Mystérieuse, parfois inquiétante, et souvent incomprise, l’Arabie Saoudite multiplie les initiatives pour témoigner au reste du monde de sa volonté d’intégration. Parmi les éléments instigateurs de cette métamorphose, une classe émergente de femmes actives qui milite pour l’amélioration de la condition féminine. Certaines d’entre elles sont créatrices de mode.
La première Jeddah Vogue Fashion Experience, organisée dans la ville côtière à la fin du mois dernier, a offert un aperçu saisissant au-delà du voile qui recouvre le Royaume d’Arabie Saoudite. Le pays reste encore enveloppé d’un grand nuage de secret et demeure largement incompris du monde extérieur. Mais après deux années d’organisation, Franca Sozzani – la rédactrice en chef de Vogue Italie, à l’origine de plusieurs Vogue Fashion Experiences au Moyen-Orient – et son Altesse royale la princesse Adelah bint Abdullah bin Abdulaziz ont pu convier à l’édition saoudienne de l’événement un groupe de journalistes étrangers et de créateurs de mode.
L’utopique jury féminin composé de Silvia Venturini Fendi, Delfina Delettrez Fendi, Alberta Ferretti, Stella Jean et Farida Khelfa a examiné le travail de dix créatrices de mode saoudiennes. La gagnante du concours aura l’opportunité de présenter sa collection au Palazzo Morando pendant la Fashion Week de Milan en septembre prochain. La qualité des pièces présentées par les créatrices a convaincu les membres du jury d’ajouter à la dernière minute deux prix supplémentaires.
Le nombre croissant de femmes intégrées sur le marché du travail a aussi contribué à l’évolution relative du statu quo. Il en est de même pour une génération de femmes, âgées d’une vingtaine ou d’une trentaine d’années, qui après avoir obtenu des diplômes universitaires en Occident, retournent en Arabie dans l’espoir d’instiguer des changements de l’intérieur.
Un autre facteur qui pèse dans la permutation de la compréhension saoudienne du monde extérieur à ses propres frontières provient d’internet. L’accès à internet n’étant étonnamment pas restreint par aucune sorte de pare-feu, il permet à ceux qui n’ont pas la chance de voyager en dehors du pays d’avoir un aperçu de ce qui se passe dans le reste du monde. Comme le dit la maxime, la connaissance, c’est le pouvoir. Et Internet a ouvert les yeux et transfiguré une génération entière de saoudiens.

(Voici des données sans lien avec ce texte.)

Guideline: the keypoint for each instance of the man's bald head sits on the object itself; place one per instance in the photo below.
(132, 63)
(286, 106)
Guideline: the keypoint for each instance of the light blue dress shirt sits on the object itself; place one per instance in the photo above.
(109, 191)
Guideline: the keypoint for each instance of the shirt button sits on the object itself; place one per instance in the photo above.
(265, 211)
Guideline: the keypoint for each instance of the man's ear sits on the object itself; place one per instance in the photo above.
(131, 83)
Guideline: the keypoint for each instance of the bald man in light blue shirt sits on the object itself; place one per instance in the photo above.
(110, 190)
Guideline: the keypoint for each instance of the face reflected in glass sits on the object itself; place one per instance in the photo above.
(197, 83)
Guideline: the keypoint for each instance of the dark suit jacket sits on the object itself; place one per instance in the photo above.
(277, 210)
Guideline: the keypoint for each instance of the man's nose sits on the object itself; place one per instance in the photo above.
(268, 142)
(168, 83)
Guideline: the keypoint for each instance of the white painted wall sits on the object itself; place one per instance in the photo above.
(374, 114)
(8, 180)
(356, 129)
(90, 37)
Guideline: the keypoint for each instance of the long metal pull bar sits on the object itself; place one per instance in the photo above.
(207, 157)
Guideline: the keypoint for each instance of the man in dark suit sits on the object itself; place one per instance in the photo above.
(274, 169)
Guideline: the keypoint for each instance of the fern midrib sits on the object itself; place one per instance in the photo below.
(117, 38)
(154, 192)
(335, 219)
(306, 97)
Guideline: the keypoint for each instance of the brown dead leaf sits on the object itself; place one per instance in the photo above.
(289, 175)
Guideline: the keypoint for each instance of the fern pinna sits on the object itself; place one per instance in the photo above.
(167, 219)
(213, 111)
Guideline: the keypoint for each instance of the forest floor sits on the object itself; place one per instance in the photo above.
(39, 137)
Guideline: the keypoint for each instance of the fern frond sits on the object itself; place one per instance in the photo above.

La créatrice autodidacte Nora Aldamer a décroché le grand prix pour sa collection Chador.
Photo : courtesy of VFEJ
La créatrice autodidacte Nora Aldamer a décroché le grand prix pour sa collection Chador, moderne et sophistiquée. Mais le jury a aussi été impressionné par la façon dont Mariam Bin Mahfouz et Nouk Hakeem de Haal Inc ont interprété de façon contemporaine la traditionnelle abaya, parmi d’autres vêtements. Elles s’envoleront également pour Milan en septembre. Quant à Alaa Balkhy de Fyunka, elle a remporté une collaboration avec la marque italienne de sacs et accessoires Carpisa.
« Je suis si heureuse de voir l’excitation dans les yeux de ces jeunes femmes, s’est exprimée la princesse Adelah bint Abdullah bin Abdulaziz, ces créatrices voient désormais toutes les possibilités qui s’offrent à elles. J’espère que ce genre d’événements, qui rassemble en Arabie des invités venus de l’étranger, parviendra à mieux faire comprendre au reste du monde qui nous sommes réellement.»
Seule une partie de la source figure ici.